While being resilient throughout the course of economic cycles, senior housing as a whole has also been flexible to meet the needs of a shifting, but steadfast demographic, said industry panelists in an interview with The Commercial Real Estate Show this week.
Assisted living, say industry particpants, is growing at rapid pace among the various senior housing product options, and while location is paramount from a development standpoint, that location isn’t necessarily the warm-weather destination it once was, the panelists noted.
“Through the recession … this sector showed a lot of resilience,” said David Boitano, senior investment officer at Chicago-based REIT, Ventas, Inc. “Initially occupancy rates saw a little hiccup, but underlying demand for health care services provided was what drove it though. That hiccup quickly recovered and encouraged more investor demand. If you can get it constructed and properly staffed and operated, you will have the demand to be successful.”

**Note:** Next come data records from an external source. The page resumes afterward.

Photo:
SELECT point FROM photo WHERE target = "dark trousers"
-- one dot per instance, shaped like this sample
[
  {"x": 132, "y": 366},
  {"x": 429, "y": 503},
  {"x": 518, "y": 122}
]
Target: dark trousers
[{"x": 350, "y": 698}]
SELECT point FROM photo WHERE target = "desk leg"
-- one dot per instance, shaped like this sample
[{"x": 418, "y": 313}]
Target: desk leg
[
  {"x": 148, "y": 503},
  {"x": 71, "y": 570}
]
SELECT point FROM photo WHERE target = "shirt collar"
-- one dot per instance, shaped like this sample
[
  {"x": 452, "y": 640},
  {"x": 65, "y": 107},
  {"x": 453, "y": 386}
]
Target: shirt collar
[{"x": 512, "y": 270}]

But services demanded are shifting strongly along with the aging population that is living longer, and requiring more assistance upon move-in in many cases, said George Yedinak, SHN’s founder and publisher.
“Independent living is moving toward assisted living and skilled nursing,” Yedinak said. “Service also segments into each of those areas that will fit baby boomers in years to come. Assisted living continues to grow at a very fast pace and that continues into adding Alzheimer’s and dementia care.”
The rising acuity is putting additional pressure on operators, he added, as people are prolonging the move into senior living communities.
“What we see is that people are waiting longer and longer to move into assisted living until it’s almost too late,” he said. “There are such high levels of acuity, it can create risk for operators.”
REITs, which have long held an interest in the senior housing sector, are still seeing more opportunity in the market, as are other investor types that are newer to the sector.
“Because of the performance of these sectors, it’s attracting more capital to invest in these properties,” said David Hegarty, president and CEO of Senior Housing Properties Trust, another healthcare-focused REIT. “There are various health care REITs and also private equity players looking to get into the space and invest.” Private trusts and traditional real estate investors are also looking at the space as a potential area of growth, he said.
That growth opportunity may exist not just in traditional “retirement” locations, the panelists agreed, but across the entire U.S. as retirement ideals shift away from climate restrictions and more toward family and friends.
“One size does not fit all,” Hegarty said. “Around the country, there very successful urban locations. The market area is within a 5-mile radius with 90% of consumers coming from that 5-mile radius. Before 9/11 everyone wanted to go to the South. Now they are wanting to be closer to home.”
It’s a trend that has been realized in recent years, Yedinak said.
“We’re finding more often than not seniors are looking to stay close to friends and family as much as they can rather than moving their lives. So it’s delivering product to a local market that provides access to friends and family as well as housing and care.”